28/02/2016 15:22 AST

Moody's Investors Service sharply cut Oman's sovereign credit rating on Saturday, just weeks before the country may launch its first international bond issue in nearly 20 years, citing damage to state finances from low oil prices.

Moody's lowered Oman by two notches to A3 and kept the rating on review for a further downgrade, saying the country, a small exporter of crude, had fewer financial reserves than its rich neighbours to cope with an era of cheap oil.

"Oman has a comparatively weaker asset cushion, with government financial to only about three years of spending," the ratings agency said.

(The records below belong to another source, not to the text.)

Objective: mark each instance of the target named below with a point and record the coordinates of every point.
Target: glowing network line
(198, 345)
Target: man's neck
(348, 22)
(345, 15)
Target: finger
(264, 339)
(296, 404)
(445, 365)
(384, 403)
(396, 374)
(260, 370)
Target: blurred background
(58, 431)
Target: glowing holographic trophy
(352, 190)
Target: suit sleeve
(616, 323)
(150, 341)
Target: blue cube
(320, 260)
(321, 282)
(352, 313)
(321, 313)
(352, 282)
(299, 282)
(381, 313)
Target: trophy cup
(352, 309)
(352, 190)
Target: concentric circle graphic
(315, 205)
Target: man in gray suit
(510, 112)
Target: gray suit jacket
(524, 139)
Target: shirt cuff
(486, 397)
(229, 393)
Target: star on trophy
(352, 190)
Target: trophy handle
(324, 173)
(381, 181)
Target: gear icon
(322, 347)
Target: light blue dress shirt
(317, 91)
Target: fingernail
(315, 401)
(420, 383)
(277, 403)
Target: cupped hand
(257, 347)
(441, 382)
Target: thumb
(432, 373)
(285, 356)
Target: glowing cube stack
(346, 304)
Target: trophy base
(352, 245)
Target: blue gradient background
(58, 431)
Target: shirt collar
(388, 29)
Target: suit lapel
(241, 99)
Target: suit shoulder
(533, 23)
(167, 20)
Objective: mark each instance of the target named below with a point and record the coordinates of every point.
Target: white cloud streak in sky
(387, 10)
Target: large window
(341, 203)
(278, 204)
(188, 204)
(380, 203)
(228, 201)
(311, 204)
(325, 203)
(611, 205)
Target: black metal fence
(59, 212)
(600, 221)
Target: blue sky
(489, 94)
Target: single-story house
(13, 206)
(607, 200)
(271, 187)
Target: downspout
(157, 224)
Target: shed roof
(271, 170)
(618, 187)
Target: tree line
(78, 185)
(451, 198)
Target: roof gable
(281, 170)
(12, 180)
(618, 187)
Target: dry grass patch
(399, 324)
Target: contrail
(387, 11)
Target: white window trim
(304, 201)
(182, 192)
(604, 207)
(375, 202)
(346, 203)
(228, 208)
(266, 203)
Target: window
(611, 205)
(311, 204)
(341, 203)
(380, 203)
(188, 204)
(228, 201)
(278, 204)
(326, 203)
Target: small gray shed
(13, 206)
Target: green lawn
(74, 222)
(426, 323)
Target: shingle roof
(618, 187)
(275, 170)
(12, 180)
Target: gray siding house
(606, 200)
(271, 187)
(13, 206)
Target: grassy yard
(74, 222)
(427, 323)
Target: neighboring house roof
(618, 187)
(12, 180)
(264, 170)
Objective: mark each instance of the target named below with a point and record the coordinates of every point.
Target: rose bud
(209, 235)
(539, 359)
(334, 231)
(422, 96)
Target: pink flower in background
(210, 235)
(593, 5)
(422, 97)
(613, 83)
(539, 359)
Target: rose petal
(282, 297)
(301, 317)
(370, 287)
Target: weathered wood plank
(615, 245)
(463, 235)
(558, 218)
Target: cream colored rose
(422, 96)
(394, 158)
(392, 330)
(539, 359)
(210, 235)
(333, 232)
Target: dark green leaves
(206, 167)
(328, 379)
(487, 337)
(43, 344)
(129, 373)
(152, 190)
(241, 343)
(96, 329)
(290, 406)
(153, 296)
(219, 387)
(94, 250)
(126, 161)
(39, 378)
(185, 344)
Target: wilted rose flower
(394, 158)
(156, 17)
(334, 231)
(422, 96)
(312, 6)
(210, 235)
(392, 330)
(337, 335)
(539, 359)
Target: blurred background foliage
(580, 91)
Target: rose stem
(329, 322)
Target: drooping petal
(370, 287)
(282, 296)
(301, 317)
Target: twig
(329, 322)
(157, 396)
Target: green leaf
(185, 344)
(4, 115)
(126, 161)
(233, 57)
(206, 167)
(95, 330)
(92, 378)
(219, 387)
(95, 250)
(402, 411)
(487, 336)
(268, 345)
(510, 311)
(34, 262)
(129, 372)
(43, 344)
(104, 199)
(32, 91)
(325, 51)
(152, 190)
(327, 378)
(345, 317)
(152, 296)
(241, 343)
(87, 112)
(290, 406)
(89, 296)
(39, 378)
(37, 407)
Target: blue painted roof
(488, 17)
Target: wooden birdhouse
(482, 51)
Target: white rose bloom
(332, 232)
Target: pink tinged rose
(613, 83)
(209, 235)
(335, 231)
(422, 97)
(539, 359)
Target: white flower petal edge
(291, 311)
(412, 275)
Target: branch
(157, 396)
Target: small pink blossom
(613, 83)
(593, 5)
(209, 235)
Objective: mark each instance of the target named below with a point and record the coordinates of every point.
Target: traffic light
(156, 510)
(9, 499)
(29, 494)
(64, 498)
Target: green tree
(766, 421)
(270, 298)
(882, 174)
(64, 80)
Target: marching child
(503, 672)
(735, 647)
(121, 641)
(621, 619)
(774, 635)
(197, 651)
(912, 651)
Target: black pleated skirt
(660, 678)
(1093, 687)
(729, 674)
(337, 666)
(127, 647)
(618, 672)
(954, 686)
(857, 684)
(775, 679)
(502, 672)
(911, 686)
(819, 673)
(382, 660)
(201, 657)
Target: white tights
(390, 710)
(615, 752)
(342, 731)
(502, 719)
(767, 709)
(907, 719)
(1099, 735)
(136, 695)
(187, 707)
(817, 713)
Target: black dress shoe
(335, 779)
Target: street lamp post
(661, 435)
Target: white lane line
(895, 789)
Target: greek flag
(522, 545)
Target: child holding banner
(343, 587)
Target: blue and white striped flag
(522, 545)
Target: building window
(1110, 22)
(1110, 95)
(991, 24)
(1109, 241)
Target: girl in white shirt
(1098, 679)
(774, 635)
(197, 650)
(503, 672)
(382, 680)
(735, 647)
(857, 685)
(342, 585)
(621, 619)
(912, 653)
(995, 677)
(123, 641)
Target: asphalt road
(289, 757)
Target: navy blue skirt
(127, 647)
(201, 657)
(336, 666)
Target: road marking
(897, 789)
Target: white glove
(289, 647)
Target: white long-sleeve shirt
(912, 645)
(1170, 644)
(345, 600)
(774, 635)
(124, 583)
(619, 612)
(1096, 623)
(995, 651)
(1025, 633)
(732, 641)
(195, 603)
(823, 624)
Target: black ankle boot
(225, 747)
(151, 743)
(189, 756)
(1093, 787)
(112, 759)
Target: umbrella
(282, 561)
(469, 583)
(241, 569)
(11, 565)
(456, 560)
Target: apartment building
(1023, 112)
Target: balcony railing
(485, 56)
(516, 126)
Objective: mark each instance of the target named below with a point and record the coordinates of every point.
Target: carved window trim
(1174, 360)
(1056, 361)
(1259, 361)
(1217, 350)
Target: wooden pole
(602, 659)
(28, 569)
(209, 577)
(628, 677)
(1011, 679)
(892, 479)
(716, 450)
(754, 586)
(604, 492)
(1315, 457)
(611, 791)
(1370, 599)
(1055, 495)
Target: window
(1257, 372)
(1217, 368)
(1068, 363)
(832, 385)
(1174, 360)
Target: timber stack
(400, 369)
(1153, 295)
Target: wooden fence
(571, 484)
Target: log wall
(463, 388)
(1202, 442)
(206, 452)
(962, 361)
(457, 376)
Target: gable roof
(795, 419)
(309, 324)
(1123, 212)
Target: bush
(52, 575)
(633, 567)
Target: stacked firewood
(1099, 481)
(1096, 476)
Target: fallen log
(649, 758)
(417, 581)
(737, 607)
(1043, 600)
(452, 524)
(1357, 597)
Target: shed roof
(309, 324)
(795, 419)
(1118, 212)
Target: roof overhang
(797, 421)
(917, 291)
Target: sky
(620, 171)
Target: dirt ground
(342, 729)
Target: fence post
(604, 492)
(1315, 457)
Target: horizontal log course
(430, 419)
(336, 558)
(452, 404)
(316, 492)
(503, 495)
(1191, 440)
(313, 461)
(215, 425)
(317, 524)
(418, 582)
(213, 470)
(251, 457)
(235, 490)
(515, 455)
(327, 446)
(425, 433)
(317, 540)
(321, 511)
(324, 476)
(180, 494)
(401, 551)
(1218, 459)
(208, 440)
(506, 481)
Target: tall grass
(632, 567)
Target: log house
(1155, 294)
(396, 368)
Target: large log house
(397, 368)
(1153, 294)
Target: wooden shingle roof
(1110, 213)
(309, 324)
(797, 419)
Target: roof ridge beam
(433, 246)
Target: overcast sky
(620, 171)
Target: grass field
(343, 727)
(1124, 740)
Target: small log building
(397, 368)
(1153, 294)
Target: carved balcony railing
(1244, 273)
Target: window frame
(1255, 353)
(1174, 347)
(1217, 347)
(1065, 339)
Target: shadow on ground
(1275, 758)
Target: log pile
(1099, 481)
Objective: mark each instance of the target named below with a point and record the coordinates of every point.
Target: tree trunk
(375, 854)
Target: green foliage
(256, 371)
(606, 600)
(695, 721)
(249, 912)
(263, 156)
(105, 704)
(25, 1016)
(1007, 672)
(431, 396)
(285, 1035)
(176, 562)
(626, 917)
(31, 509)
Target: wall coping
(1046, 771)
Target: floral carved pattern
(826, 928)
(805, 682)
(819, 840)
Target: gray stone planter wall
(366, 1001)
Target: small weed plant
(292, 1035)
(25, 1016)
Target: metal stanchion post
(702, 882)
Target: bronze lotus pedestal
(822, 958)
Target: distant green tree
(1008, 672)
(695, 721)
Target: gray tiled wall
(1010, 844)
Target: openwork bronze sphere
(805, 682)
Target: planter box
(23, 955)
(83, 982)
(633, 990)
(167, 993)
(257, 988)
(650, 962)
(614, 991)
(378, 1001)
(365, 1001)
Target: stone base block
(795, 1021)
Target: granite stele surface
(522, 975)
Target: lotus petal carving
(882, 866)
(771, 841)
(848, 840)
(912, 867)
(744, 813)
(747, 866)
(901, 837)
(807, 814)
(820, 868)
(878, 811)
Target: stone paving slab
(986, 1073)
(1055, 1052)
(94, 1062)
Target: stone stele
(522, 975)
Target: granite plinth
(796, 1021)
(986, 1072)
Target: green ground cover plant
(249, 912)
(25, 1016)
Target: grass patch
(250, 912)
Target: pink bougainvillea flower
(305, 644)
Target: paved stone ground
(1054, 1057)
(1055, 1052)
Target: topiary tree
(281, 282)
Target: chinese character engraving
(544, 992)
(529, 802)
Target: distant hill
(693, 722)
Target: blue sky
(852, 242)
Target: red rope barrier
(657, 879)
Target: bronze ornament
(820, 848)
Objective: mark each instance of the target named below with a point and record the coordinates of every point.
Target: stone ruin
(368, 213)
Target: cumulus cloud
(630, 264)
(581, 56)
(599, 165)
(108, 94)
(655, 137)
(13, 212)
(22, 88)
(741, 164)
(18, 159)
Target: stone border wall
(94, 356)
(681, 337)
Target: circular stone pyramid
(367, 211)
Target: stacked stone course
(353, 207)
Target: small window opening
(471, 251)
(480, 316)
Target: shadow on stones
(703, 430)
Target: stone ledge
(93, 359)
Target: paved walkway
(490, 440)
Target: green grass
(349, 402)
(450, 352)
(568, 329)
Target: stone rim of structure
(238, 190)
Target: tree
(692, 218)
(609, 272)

In 2016, Oman's current account deficit will reach almost 25 percent of gross domestic product, improving only slowly to a deficit of 16 percent by the end of 2018, Moody's said.

Its new rating for Oman is three notches above an assessment by Standard & Poor's, which 10 days ago lowered the country two notches to BBB-minus, one notch above junk status.

Credit ratings have become more important to Oman as the state budget deficit opened up by low oil prices has strained liquidity in the domestic banking system, forcing the government to consider returning to the international debt market.

Oman is in talks with banks about a sovereign US dollar bond issue that could take place as soon as the second quarter of this year, sources aware of the matter told Reuters this week. The central bank's executive president Hamood Sangour Al Zadjali said this month that the government might issue bonds by the middle of this year as part of a plan to borrow up to $10 billion from abroad.

Earlier this month, Bahrain cancelled a $750 million bond sale after Standard & Poor's cut the kingdom by two notches to 'BB/B', making Bahrain the first of the wealthy Gulf oil exporters to fall below investment grade in the current downturn.

S&P cited the damage caused by low oil prices to the state finances of Bahrain, which has much smaller financial reserves than its neighbours.